GABARITO: ALTERNATIVA ERRADA

No segmento "nos céus ignotos", o termo "ignotos" significa "desconhecidos" e não implica a atribuição de uma qualidade humana aos céus. A expressão simplesmente descreve o firmamento como desconhecido ou inexplorado, sem a utilização de recursos estilísticos que confeririam características humanas, como a personificação.

ERRADO. 

ignotos

Ignotos é o plural de ignoto. O mesmo que: camuflados, desconhecidos, ignorados, incógnitos, indeterminados, obscuros, ocultos.

Errado

No segmento "nos céus ignotos", o narrador utiliza o adjetivo "ignotos" para qualificar os céus, referindo-se à natureza desconhecida ou não explorada do firmamento.
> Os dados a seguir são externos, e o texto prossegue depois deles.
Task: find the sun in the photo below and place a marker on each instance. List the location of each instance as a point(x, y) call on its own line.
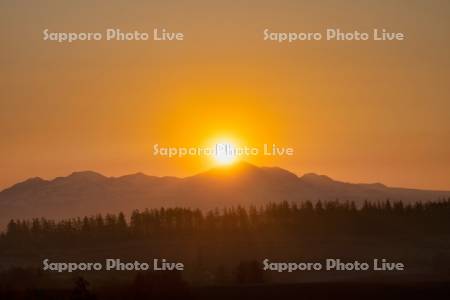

No entanto, "ignotos" não atribui uma qualidade intrinsecamente humana aos céus; em vez disso, o termo descreve algo que é desconhecido ou não reconhecido, sem implicar em características humanas. A palavra "ignotos" é uma forma de destacar a extensão do desconhecido nas descobertas astronômicas, não de personificar ou humanizar o céu.

Ignoto é aquilo que não se conhece, portanto não se aplica somente ao seres humanos.